# W-Shingling

W-shingling is a technique used in document similarity analysis that breaks text into overlapping subsequences of w consecutive tokens (typically words or characters). These subsequences, called "shingles," create a set-based representation of documents that can be compared using set similarity measures like Jaccard similarity.


## Definition and Concept

A w-shingle (or n-gram) is a contiguous subsequence of w elements from a document. For text documents:

- **Character shingles**: Subsequences of w consecutive characters
- **Word shingles**: Subsequences of w consecutive words

The set of all w-shingles in a document forms its "fingerprint," which can be used for similarity comparison.

### Mathematical Definition

For a document D and a shingle size w, the set of w-shingles S(D,w) is defined as:

$$S(D,w) = \{D[i:i+w] \mid 0 \leq i \leq |D|-w\}$$

Where:
- D[i:i+w] represents the subsequence of D starting at position i with length w
- |D| is the length of document D


In [5]:
# Example of generating character shingles
def generate_char_shingles(text, w):
    """
    Generate character shingles of size w from the given text.

    Parameters:
    -----------
    text : str
        The input text
    w : int
        The size of each shingle

    Returns:
    --------
    set
        A set of character shingles
    """
    # Remove whitespace and convert to lowercase for character shingles
    text = text.replace(" ", "").lower()

    # Generate all possible w-length substrings
    shingles = set()
    for i in range(len(text) - w + 1):
        shingle = text[i:i+w]
        shingles.add(shingle)

    return shingles

# Example of generating word shingles
def generate_word_shingles(text, w):
    """
    Generate word shingles of size w from the given text.

    Parameters:
    -----------
    text : str
        The input text
    w : int
        The size of each shingle (number of words)

    Returns:
    --------
    set
        A set of word shingles
    """
    # Split text into words and convert to lowercase
    words = text.lower().split()

    # Generate all possible w-length word sequences
    shingles = set()
    for i in range(len(words) - w + 1):
        shingle = ' '.join(words[i:i+w])
        shingles.add(shingle)

    return shingles

# Example usage
text = "The quick brown fox jumps over the lazy dog"
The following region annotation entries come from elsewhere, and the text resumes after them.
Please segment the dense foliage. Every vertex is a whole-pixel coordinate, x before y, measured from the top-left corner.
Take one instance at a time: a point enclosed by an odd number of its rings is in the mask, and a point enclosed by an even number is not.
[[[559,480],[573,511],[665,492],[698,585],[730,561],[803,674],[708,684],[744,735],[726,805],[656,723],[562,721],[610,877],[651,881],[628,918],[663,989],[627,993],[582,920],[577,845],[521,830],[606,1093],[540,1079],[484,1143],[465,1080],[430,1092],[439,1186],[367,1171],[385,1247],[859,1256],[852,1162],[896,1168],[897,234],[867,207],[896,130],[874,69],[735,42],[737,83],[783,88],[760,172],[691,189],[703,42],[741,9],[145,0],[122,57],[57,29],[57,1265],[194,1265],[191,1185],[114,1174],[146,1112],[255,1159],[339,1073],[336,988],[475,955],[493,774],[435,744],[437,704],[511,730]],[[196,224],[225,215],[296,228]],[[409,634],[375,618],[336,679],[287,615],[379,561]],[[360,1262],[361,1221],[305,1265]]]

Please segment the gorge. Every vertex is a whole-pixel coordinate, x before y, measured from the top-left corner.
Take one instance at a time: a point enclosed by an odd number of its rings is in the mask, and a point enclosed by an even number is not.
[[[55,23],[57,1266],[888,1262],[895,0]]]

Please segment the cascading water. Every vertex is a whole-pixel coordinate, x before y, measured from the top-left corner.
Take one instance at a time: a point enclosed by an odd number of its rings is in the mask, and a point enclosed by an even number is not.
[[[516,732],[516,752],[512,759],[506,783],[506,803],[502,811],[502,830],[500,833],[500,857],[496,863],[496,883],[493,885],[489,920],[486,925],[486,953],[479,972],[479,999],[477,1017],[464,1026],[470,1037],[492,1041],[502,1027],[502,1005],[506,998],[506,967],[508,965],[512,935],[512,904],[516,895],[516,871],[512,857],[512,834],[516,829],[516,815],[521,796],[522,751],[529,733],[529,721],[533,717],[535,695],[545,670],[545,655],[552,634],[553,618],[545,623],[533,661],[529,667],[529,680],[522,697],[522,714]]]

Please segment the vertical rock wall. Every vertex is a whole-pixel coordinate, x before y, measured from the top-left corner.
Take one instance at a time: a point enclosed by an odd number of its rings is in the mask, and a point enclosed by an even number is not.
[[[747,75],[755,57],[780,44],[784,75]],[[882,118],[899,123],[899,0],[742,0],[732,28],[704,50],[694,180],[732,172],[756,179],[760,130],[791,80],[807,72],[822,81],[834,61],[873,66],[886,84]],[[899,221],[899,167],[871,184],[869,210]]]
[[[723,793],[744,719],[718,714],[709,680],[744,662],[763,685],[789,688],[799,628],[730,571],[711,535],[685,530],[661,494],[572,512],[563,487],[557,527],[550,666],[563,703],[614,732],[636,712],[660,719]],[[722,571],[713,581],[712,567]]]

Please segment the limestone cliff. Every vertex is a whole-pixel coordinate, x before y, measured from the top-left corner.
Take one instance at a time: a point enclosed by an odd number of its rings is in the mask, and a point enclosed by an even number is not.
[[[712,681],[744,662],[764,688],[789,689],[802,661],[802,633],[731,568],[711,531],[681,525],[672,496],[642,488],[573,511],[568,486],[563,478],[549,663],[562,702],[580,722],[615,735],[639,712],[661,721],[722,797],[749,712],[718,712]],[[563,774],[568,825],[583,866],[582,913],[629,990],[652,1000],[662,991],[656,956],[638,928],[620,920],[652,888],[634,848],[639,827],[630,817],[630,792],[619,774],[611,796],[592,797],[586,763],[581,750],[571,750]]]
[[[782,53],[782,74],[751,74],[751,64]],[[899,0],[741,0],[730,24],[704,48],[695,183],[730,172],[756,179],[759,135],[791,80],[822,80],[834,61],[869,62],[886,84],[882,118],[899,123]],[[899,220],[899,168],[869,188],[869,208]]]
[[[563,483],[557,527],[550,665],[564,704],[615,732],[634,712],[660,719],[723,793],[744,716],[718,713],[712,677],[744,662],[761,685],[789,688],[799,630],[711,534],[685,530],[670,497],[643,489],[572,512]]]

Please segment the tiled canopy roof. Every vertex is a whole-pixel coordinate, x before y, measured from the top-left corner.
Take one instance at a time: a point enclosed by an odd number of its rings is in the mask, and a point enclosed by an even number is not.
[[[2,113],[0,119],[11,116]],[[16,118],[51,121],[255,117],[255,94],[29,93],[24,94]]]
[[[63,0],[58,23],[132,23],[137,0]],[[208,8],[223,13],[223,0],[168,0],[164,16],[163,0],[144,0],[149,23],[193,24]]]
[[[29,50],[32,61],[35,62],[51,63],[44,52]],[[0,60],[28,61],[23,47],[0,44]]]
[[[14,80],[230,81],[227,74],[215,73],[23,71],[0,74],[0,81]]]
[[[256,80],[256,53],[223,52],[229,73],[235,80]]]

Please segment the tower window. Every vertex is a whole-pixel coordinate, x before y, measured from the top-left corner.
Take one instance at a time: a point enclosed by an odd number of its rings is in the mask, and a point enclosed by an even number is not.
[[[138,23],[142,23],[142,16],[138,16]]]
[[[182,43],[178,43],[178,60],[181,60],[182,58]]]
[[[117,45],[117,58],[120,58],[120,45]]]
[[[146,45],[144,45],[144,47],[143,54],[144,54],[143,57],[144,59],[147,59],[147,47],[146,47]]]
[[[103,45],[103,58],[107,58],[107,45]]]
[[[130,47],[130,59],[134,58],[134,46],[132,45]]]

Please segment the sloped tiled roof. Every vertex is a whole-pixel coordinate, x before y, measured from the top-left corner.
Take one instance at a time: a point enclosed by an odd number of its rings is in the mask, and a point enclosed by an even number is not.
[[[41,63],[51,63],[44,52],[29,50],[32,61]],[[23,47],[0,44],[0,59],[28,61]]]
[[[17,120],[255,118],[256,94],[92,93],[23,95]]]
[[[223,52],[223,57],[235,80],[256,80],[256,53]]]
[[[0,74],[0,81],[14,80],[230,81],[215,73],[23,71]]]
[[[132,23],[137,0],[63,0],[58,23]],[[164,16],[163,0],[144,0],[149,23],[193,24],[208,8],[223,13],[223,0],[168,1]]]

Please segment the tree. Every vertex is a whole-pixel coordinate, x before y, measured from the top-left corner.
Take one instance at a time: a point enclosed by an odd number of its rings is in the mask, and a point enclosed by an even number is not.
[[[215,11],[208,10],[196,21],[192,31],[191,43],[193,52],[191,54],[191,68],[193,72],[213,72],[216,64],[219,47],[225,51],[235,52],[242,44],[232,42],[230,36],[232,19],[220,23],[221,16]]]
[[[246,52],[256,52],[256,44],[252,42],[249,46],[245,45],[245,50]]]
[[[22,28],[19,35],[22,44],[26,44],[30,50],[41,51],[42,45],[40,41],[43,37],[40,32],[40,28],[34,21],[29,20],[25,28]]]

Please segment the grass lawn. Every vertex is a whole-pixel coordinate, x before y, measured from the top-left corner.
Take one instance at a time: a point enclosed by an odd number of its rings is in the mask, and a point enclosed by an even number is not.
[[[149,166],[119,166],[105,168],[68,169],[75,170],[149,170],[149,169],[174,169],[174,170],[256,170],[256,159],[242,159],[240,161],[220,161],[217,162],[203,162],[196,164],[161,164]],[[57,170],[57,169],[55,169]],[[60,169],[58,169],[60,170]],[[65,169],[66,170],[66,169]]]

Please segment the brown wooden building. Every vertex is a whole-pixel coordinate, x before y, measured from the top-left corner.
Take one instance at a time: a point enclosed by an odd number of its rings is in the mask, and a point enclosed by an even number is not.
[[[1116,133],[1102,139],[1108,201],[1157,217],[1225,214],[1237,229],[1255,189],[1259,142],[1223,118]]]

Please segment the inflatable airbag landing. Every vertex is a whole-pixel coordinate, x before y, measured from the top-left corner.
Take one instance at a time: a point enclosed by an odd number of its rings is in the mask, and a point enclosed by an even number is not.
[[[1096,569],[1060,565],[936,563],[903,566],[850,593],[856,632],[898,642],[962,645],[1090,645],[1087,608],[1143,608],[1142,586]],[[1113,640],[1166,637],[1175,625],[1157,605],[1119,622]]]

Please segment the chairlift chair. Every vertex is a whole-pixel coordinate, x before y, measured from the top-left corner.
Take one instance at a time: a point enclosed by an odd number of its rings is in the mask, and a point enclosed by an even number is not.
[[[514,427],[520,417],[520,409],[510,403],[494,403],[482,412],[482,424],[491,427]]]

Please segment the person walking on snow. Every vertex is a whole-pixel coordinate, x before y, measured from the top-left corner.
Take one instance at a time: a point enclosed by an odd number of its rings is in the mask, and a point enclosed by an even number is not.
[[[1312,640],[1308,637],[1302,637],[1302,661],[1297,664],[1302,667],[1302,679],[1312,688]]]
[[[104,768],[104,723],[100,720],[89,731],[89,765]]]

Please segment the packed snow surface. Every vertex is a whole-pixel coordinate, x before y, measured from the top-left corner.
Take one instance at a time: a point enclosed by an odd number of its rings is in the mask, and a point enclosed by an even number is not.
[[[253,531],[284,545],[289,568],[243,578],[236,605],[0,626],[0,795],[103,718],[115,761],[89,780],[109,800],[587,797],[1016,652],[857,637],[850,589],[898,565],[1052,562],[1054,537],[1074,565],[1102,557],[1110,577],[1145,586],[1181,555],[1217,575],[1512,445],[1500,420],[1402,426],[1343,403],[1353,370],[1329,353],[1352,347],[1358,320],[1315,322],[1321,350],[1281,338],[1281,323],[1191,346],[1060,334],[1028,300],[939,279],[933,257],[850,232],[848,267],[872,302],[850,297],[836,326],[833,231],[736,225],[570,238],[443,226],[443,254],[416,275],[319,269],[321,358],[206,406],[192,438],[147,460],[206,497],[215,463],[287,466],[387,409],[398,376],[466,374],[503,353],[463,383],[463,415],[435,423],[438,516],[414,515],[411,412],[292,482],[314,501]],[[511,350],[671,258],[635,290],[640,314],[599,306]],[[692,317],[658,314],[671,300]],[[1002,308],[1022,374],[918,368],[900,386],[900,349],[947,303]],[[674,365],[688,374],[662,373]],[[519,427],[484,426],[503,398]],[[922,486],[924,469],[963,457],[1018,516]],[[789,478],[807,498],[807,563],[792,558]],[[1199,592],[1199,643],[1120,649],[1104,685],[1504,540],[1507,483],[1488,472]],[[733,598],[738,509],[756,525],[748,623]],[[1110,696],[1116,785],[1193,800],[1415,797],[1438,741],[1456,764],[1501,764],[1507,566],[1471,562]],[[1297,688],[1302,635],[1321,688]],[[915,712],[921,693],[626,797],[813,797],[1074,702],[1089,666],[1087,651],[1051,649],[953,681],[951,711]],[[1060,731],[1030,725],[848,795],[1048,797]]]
print("Original text:", text)
print("\nCharacter 3-shingles:")
char_shingles = generate_char_shingles(text, 3)
for shingle in sorted(char_shingles):
    print(f"  '{shingle}'")

print("\nWord 2-shingles:")
word_shingles = generate_word_shingles(text, 2)
for shingle in sorted(word_shingles):
    print(f"  '{shingle}'")


Original text: The quick brown fox jumps over the lazy dog

Character 3-shingles:
  'azy'
  'bro'
  'ckb'
  'dog'
  'ela'
  'equ'
  'ert'
  'fox'
  'hel'
  'heq'
  'ick'
  'jum'
  'kbr'
  'laz'
  'mps'
  'nfo'
  'ove'
  'own'
  'oxj'
  'pso'
  'qui'
  'row'
  'rth'
  'sov'
  'the'
  'uic'
  'ump'
  'ver'
  'wnf'
  'xju'
  'ydo'
  'zyd'

Word 2-shingles:
  'brown fox'
  'fox jumps'
  'jumps over'
  'lazy dog'
  'over the'
  'quick brown'
  'the lazy'
  'the quick'


## Comparing Documents Using W-Shingling and Jaccard Similarity

W-shingling is often used in conjunction with Jaccard similarity to measure document similarity. The process involves:

1. Generate w-shingles for each document
2. Calculate the Jaccard similarity between the resulting shingle sets

This approach is effective for detecting similar documents, even when the word order or phrasing differs.


In [6]:
# Implementing document comparison using w-shingling and Jaccard similarity
def jaccard_similarity(set1, set2):
    """Calculate Jaccard similarity between two sets."""
    intersection = len(set1.intersection(set2))
    union = len(set1.union(set2))

    # Avoid division by zero
    if union == 0:
        return 0

    return intersection / union

def compare_documents(doc1, doc2, shingle_type='word', w=2):
    """
    Compare two documents using w-shingling and Jaccard similarity.

    Parameters:
    -----------
    doc1, doc2 : str
        The documents to compare
    shingle_type : str
        Type of shingling ('word' or 'char')
    w : int
        The size of each shingle

    Returns:
    --------
    float
        Jaccard similarity coefficient
    """
    if shingle_type == 'word':
        shingles1 = generate_word_shingles(doc1, w)
        shingles2 = generate_word_shingles(doc2, w)
    else:  # character shingles
        shingles1 = generate_char_shingles(doc1, w)
        shingles2 = generate_char_shingles(doc2, w)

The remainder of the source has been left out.